Vous devinez donc avec quel intérêt Cherbiquet apprend que le futur locataire d’une de ses villas est précisément ce mirobolant alchimiste qui a su capter les ondes attractives et avec quelle jubilation grandissante il s’aperçoit qu’Emile Perrin, le secrétaire du professeur, en lui confiant le secret, a omis de reprendre le tube magique qui servit à sa démonstration. Le talisman glissé dans la poche de son gilet, notre homme éberlué voit aussitôt sa dactylo et sa soubrette choir automatiquement sur son giron : à lui, maintenant, la star récalcitrante...

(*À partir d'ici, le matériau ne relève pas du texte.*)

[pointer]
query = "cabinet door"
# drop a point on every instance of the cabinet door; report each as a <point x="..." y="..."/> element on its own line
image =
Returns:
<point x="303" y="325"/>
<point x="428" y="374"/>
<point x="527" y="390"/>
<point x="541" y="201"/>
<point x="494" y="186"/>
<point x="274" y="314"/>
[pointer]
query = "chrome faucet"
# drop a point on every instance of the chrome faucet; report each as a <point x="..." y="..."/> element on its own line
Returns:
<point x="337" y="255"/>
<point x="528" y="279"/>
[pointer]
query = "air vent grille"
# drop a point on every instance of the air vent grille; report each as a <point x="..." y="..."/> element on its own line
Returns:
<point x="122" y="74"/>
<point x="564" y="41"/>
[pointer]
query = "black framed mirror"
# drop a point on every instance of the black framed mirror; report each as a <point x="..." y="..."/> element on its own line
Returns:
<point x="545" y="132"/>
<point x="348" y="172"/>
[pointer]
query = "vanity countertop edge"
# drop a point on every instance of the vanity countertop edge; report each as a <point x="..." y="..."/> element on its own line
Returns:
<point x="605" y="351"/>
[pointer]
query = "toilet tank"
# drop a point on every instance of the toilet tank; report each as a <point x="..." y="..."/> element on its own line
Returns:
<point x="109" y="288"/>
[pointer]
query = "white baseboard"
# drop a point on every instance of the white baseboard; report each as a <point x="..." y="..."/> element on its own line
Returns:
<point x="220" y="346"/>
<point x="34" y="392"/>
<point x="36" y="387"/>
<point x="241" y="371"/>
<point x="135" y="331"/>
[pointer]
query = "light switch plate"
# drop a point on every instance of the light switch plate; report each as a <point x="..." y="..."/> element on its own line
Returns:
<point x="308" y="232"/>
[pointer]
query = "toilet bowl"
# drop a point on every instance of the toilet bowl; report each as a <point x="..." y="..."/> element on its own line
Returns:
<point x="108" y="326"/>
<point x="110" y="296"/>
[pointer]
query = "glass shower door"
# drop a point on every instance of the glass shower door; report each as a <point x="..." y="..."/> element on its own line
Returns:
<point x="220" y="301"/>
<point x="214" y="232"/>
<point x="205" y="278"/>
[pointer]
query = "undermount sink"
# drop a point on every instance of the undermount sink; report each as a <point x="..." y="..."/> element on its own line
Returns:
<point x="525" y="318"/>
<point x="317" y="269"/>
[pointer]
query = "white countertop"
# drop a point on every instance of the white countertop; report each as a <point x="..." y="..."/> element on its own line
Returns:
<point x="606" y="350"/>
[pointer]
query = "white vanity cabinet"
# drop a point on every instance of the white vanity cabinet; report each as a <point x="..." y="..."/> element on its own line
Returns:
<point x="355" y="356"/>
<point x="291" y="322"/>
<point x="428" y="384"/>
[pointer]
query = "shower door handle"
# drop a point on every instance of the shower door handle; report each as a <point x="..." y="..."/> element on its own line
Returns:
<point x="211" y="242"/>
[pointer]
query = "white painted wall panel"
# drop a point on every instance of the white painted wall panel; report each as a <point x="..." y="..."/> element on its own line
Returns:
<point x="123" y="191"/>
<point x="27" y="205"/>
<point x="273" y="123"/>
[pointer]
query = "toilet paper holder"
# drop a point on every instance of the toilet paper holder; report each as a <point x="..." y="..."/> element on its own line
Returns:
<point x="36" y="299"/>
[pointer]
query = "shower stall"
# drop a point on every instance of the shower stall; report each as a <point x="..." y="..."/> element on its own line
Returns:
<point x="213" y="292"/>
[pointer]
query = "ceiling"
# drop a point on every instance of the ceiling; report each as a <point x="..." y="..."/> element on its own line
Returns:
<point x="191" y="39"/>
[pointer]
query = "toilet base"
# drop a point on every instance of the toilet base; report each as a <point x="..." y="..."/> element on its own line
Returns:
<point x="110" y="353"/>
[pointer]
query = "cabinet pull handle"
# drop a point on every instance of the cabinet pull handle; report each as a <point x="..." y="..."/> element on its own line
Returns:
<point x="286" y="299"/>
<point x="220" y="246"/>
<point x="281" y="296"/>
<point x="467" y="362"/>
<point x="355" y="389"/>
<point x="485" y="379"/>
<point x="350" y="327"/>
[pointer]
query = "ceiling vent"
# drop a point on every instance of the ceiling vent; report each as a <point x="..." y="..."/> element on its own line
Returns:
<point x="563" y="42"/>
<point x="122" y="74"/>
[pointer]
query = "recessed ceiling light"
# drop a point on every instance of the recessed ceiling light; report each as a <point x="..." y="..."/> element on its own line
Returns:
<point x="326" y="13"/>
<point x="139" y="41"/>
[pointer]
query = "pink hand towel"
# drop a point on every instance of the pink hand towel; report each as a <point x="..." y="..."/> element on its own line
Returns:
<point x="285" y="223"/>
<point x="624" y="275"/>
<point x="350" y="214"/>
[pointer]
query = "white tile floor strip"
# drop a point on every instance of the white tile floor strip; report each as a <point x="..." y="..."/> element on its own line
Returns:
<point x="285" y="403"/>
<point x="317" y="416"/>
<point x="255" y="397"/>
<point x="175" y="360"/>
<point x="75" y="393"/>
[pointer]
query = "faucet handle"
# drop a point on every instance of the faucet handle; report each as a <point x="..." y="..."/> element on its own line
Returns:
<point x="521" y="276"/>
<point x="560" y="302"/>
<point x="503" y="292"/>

C’est toujours grand motif de joie d’être témoin d’une bonne farce. L’auteur, qui nous a pris pour dupés, va nous transformer en complices. Plus que les ondes en tubes, le professeur et son secrétaire mettent les gens en boite : les deux victimes de Cherbiquet ont reçu prime de pâmoison. Le séduisant Emile Perrin, escroc de haut vol, compte soutirer la grosse somme à Cherbiquet en lui refilant la formule, et la prétendue star lui a servi d’appât. A ce joli hameçon, notre naïf a mordu ferme : qu’il se laisse croquer et Cherbiquet, ayant l’indiscutable preuve du pouvoir souverain des ondes, paiera cent mille francs la recette. Si, à l’instant suprême, Rita ne regimbait, tout concourrait plaisamment à enferrer le pauvre Cherbiquet ; le tube vole chez lui de mains en mains. Le vicomte ridicule, officiel prétendant d’Arlette, ne s’en est pas plutôt saisi qu’une éphémère dispute entre la jeune fille et le gentil René qu’elle aime jette en ses bras la dépitée. Il n’est jusqu’à la prude Séraphine, vieille fille acariâtre et moustachue, qui, l’ayant dérobé, croit en ressentir des effets aigus.
On ne sait trop comment tout finirait si, après la blonde, la rousse ne s’en mêlait. La villa est cernée, fouillée à l’instant même où les escrocs touchaient au but. A eux, feintes et quiproquos : ils s'envolent au nez du gendarme. Hélas ! leurs victimes, sauvées du péril d’argent, restent dépouillées de leurs illusions.